Enfin, dans certaines réalisations, le dispositif de palettisation 1 comprend plus de deux stations 5. Elles peuvent être arrangées par exemple en arc de cercle autour de la base du robot 3 avec laquelle ce dernier repose au sol. Le procédé est essentiellement le même que celui décrit plus haut pour deux stations, à savoir remplissage et évacuation de la palette 4 supérieure de l'une des stations 5, avec éventuellement remplissage d'une palette 4 pendant les temps morts. Les palettes 4 successives peuvent venir de la même station 5, de différentes station 5 l'une après l'autre, ou tout autre succession pertinente qui relève de la gestion automatisée du système.

On notera que vider successivement une station 5 après l'autre laisse un temps suffisant pour ramener un nouvel empilement 6 de palette 4 et évite d'arriver à une situation où toutes les stations 5 sont inexploitables. Une station 5 a le temps d'être remplie à nouveau avec un nouvel empilement 6 avant que toutes les autres ne soient plus disponibles, ce qui garantit un fonctionnement en continu.

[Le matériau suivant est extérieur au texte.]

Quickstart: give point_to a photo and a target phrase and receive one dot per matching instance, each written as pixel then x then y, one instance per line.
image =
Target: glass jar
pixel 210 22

Enfin, indépendamment du nombre de station 5 destinée à recevoir plusieurs palettes 4 superposées, et si l'espace le permet, le dispositif 1 peut aussi comprendre une zone dans laquelle une palette tampon est prévue, pour assurer la continuité du procédé lors des indisponibilités de la ou chaque station 5 pour cause de palette 4 supérieure pleine, palette 4 absente ou autre.

L'amenée d'un empilement 6 en fond de station 5 à des fins de référencement en position pour une bonne coopération avec le robot 3 peut être assurée par un véhicule autonome dans son trajet et/ou dans sa mise en route en fonction des besoins du procédé, ou par un véhicule piloté par un opérateur. Il en va de même pour l'extraction d'une palette 4 pleine.

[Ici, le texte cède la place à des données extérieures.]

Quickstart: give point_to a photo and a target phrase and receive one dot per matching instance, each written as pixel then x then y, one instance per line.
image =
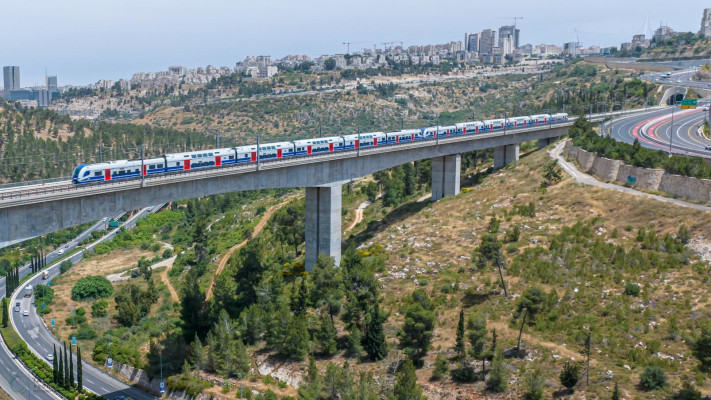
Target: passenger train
pixel 203 159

Grâce à l'invention, il est ainsi possible de réduire de façon significative le temps total d'intervention nécessaire pour un opérateur. Il n'est pas nécessaire d'avoir une zone d'accueil tampon pour y recevoir la palette vide suivante, amenée à l'occasion du trajet effectué pour chercher la palette pleine. En outre, la permutation est beaucoup plus rapide que si une palette vide est amenée au préalable : il n'est en effet pas nécessaire, pour reprendre la palettisation, d'attendre que l'outil d'extraction ait déposé la future palette 4 dans une telle zone d'accueil tampon, dégagé la palette 4 pleine, puis remis la nouvelle palette 4. On réduit donc significativement la place nécessaire pour une accumulation en amont de la palettisation. Enfin, le fait d'amener plusieurs palettes 4 simultanément permet de réduire significativement les déplacements à faire dans un atelier, que ce soit par un opérateur ou une machine autonome.

Bien que la description ci-dessus se base sur des modes de réalisations particuliers, elle n'est nullement limitative de la portée de l'invention, et des modifications peuvent être apportées, notamment par substitution d'équivalents techniques ou par combinaison différente de tout ou partie des caractéristiques développées ci-dessus.